A tout hôpital, il faut des endroits réservés pour la promenade des malades ; c’est ce qu’on appelle les préaux. Ceux de l’Hôtel-Dieu sont nuls, ceux de Lariboisière trop étroits, dominés en partie par de hautes murailles et insuffisans ; les plus beaux sont ceux de Saint-Antoine, de Saint-Louis et de Necker. Un vaste espace couvert de grands arbres permet aux convalescens de se baigner dans les effluves d’un air vivifié. Les préaux de Necker surtout sont charmans ; il y a des berceaux de clématites, de beaux gazons, des plates-bandes de fleurs. Cet hôpital du reste est bien connu, il est presque célèbre dans la population parisienne. Ses hautes salles, son calme parfait, l’espèce de petit parc qui l’avoisine, le font rechercher par les malades. Aussi les lits y sont-ils rarement libres, car c’est à qui demandera à y être admis.
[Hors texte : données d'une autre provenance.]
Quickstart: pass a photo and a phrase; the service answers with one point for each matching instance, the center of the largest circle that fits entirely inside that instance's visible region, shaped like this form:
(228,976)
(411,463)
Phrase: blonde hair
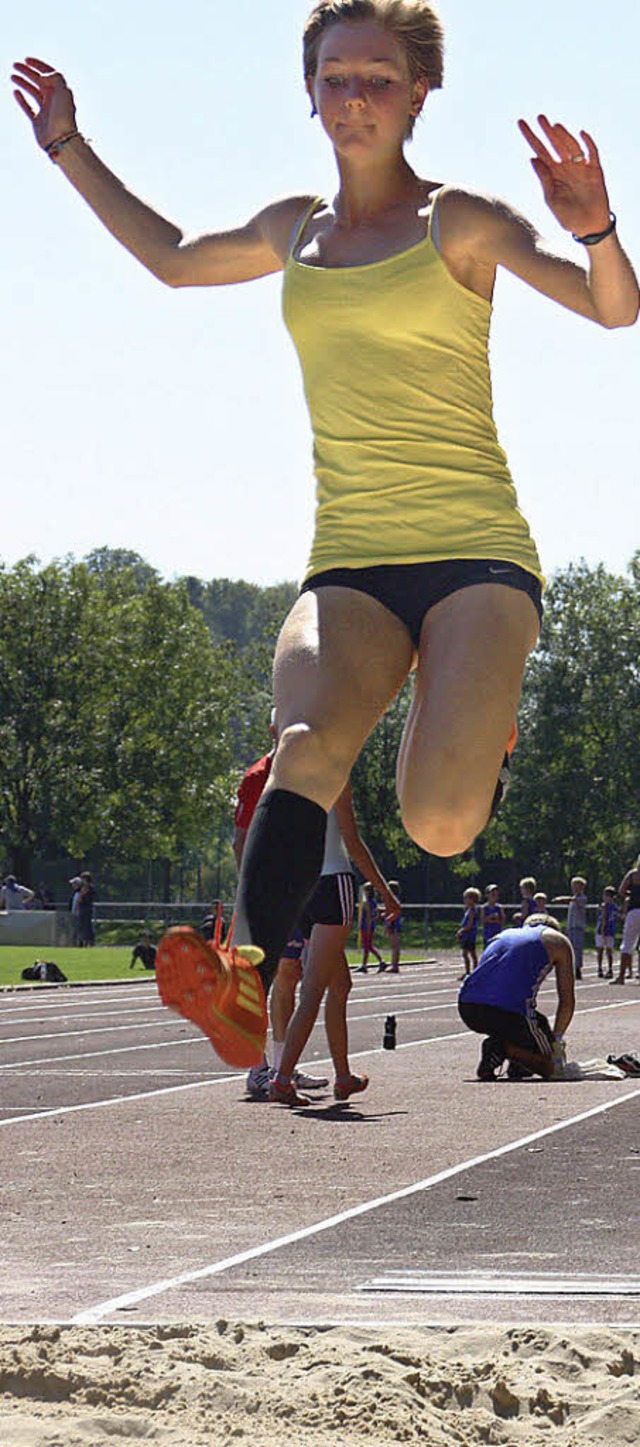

Dans ces préaux, les malades qui sont en état de se lever se réunissent quand ils veulent, une fois que la visite médicale est terminée. Vêtus de leur longue houppelande, coiffés de l’affreux bonnet blanc, ils s’assoient au pied des marronniers, causent entre eux, jouent aux dames, aux dominos, et, s’ils ont quelques centimes, vont à la cantine acheter du tabac à fumer, ou quelques-unes des rares denrées dont la vente n’est pas interdite, mais dont le prix est tarifé par l’administration. C’est le concierge qui remplit les fonctions de cantinier. C’est une place fort enviée dans le monde des employés subalternes des hôpitaux, car elle rapporte de gros bénéfices. Dans certaines maisons, comme Beaujon, comme la Charité surtout, fréquentées par les domestiques du faubourg Saint-Honoré et du faubourg

  1. Académie des Sciences, séance du 14 mars 1870.